Dems push Census Bureau to better address undercounted communities
Democratic members of Congress are pushing the U.S. Census Bureau to ensure communities undercounted in the 2020 survey get the federal funding they need.
Why it matters: Latinos were omitted from the 2020 census at a rate more than three times higher than in the 2010 census.
- Many Black and Native American communities were also undercounted.
- Census data is used to determine how the government funds schools, infrastructure and communities. It also determines the number of Congressional seats.
Driving the news: Several members of Congress met behind closed doors on Tuesday with Census representatives at the request of Reps. Linda T. Sánchez (D-Calif.) and Ruben Gallego (D-Ariz.), who in April spearheaded a letter asking for more information on the impacts of the undercount.
- Sánchez tells Axios Latino she’s concerned about a lack of coordination to mitigate the impact on undercounted communities.

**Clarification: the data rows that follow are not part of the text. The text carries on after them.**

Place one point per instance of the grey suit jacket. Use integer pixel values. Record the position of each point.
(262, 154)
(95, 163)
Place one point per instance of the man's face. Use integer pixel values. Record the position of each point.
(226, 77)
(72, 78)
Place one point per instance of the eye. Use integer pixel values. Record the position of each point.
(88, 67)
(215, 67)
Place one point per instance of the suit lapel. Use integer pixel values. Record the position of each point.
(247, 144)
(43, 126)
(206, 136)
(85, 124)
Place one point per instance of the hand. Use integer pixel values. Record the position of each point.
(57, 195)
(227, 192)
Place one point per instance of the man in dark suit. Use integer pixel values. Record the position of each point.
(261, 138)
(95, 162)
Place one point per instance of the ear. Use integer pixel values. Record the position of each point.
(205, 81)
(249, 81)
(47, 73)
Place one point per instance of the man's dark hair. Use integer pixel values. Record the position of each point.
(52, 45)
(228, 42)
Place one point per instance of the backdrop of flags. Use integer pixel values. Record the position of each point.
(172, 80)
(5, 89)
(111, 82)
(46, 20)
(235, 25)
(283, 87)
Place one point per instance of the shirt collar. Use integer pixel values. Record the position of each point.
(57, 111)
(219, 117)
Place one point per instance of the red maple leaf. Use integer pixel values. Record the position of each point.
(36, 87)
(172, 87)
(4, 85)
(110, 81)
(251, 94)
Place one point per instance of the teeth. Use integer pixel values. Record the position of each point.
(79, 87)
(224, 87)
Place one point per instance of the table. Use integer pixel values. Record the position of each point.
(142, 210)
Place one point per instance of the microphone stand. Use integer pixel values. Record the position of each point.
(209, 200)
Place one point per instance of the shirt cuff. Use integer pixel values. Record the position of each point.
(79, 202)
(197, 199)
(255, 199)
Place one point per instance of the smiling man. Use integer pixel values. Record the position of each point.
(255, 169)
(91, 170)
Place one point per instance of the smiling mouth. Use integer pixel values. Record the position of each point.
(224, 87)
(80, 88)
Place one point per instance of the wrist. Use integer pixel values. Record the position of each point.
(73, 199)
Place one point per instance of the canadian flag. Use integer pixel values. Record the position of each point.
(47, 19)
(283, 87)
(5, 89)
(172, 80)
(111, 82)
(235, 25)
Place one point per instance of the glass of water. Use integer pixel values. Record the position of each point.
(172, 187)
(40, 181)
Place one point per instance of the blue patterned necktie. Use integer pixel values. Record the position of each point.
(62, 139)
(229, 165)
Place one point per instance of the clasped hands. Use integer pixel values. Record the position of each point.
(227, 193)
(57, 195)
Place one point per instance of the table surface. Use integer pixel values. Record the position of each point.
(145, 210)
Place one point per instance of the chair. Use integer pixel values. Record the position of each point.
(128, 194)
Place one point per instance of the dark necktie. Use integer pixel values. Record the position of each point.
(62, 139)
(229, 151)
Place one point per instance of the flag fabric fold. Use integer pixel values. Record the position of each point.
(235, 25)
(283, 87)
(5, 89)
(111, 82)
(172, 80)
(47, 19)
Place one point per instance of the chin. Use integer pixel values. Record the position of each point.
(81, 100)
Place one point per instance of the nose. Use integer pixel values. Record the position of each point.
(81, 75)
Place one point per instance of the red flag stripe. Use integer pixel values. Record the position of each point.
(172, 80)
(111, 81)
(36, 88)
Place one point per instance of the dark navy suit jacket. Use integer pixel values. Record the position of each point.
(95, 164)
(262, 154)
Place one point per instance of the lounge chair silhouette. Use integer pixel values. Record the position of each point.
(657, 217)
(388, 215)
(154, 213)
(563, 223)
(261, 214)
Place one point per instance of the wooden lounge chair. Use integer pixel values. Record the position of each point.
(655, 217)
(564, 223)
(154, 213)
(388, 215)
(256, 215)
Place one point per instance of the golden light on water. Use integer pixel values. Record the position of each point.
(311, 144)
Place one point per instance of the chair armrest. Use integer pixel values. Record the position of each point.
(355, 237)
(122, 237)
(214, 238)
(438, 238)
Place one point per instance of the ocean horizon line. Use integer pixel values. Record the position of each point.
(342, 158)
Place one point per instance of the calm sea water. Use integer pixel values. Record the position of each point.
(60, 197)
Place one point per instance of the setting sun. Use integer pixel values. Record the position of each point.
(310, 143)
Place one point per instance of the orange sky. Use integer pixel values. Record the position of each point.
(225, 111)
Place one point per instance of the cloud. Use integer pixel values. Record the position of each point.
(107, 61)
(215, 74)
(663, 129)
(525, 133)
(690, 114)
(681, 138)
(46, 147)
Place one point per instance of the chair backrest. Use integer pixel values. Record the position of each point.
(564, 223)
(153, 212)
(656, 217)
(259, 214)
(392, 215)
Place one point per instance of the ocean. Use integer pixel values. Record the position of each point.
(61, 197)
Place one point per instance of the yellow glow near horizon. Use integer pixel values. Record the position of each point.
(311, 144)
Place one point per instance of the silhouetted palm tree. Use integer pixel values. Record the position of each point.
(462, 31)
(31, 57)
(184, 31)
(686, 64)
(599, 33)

- Sánchez stressed that while she and her colleagues understand the Census faced extenuating circumstances for the count in 2020, including the pandemic, natural disasters and political interference, they hope the bureau addresses concerns more quickly.

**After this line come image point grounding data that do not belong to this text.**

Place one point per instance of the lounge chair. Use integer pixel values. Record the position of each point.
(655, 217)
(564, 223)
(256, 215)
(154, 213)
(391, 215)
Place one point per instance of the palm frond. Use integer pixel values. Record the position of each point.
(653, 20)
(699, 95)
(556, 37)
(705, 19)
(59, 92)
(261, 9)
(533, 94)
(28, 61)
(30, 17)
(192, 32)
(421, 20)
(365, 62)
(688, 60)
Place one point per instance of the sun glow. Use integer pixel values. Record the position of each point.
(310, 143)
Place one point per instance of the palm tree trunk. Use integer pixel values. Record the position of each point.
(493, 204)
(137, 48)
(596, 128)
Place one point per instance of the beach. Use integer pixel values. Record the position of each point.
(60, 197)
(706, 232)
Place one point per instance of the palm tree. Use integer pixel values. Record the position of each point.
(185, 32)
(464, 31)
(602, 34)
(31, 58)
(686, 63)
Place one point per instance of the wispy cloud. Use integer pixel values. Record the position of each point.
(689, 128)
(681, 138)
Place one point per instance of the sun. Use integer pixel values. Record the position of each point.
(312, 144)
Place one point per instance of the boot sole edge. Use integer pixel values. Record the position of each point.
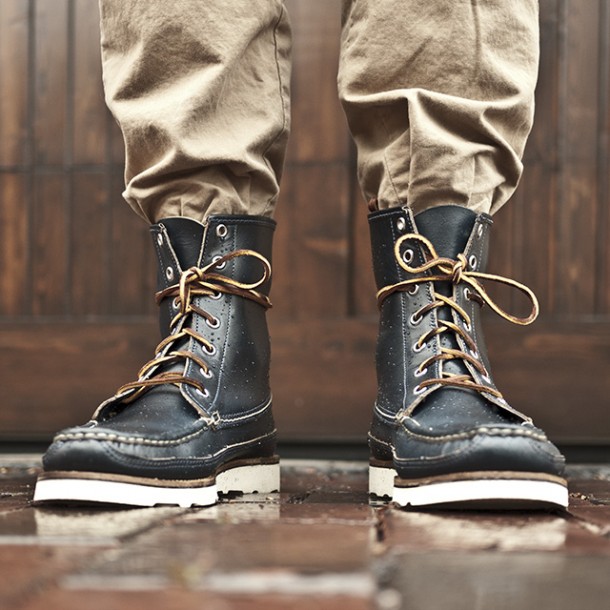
(499, 493)
(93, 488)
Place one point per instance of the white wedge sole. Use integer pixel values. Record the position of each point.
(509, 490)
(94, 487)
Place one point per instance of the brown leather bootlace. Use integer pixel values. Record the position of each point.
(457, 272)
(194, 282)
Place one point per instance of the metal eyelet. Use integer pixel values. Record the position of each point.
(407, 255)
(222, 266)
(215, 323)
(204, 394)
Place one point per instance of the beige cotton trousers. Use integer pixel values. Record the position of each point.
(438, 96)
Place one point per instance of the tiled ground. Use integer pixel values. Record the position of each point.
(318, 544)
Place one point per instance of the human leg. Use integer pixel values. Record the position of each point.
(439, 98)
(204, 155)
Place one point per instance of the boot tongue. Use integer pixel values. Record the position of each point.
(448, 227)
(186, 236)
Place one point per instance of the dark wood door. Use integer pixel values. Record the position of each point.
(77, 278)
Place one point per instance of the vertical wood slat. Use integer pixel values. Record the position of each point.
(14, 209)
(318, 131)
(577, 215)
(13, 245)
(49, 246)
(603, 240)
(311, 244)
(312, 269)
(13, 66)
(89, 219)
(90, 114)
(51, 58)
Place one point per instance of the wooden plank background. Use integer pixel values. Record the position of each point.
(77, 316)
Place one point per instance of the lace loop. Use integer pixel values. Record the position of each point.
(194, 282)
(457, 272)
(441, 269)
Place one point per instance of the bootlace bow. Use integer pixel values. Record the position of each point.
(194, 282)
(440, 269)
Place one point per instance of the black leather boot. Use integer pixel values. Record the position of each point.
(442, 434)
(198, 420)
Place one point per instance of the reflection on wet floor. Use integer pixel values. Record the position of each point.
(318, 544)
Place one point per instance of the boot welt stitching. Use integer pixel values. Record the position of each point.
(501, 432)
(134, 440)
(136, 459)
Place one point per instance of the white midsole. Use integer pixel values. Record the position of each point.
(529, 490)
(261, 478)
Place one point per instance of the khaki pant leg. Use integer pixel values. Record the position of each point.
(200, 89)
(439, 96)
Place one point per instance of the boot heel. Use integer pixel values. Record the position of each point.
(252, 478)
(381, 481)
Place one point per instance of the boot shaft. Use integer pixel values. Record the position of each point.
(453, 231)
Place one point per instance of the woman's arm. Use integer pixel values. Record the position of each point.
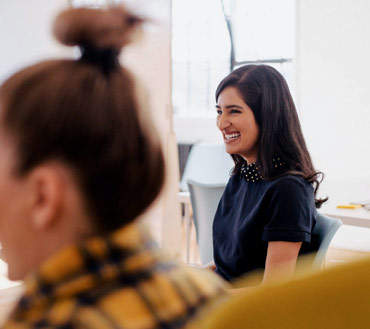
(280, 260)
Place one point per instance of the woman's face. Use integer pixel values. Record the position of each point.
(236, 121)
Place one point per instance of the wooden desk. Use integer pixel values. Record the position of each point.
(345, 193)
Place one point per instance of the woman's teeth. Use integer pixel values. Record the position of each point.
(231, 136)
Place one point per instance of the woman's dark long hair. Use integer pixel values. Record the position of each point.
(266, 92)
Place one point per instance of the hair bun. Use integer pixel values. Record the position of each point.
(99, 28)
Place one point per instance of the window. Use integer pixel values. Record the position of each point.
(263, 32)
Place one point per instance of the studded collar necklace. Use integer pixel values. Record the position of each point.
(251, 172)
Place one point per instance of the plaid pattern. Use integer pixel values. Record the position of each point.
(120, 281)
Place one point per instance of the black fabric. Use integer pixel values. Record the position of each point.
(105, 58)
(250, 215)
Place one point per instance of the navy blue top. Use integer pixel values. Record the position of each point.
(250, 214)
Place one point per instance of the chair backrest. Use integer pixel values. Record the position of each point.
(323, 233)
(337, 298)
(204, 199)
(208, 164)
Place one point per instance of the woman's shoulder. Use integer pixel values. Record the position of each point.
(291, 184)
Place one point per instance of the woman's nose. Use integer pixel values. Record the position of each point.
(222, 122)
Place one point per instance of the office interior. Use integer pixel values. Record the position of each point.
(321, 47)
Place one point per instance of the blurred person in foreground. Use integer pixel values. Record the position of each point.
(79, 164)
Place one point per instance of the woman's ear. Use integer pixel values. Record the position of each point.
(47, 194)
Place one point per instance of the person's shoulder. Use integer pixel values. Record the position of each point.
(291, 184)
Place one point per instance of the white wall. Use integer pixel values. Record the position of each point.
(25, 33)
(333, 86)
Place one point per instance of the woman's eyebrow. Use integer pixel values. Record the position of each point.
(230, 106)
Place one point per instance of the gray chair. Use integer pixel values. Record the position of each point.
(322, 234)
(207, 163)
(204, 199)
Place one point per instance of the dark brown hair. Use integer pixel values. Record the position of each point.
(86, 114)
(266, 92)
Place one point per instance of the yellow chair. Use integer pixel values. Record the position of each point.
(337, 298)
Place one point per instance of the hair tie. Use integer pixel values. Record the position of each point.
(106, 58)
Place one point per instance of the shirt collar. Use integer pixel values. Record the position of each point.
(251, 172)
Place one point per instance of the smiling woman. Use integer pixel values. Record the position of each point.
(266, 215)
(236, 121)
(81, 162)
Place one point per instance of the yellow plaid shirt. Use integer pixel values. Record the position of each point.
(119, 281)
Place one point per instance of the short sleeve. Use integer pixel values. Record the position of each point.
(290, 211)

What to watch: The bureau has said that local, state and tribal authorities can ask for reviews and revised counts with a one-time special process. The window for those requests opened last month and will end in June 2023.
- The agency did not respond to Axios' request for comment, but Robert Santos, confirmed last year as the first Latino director of the Census Bureau, said in April the bureau will strengthen door-to-door contacts to try and increase participation and remedy the gaps.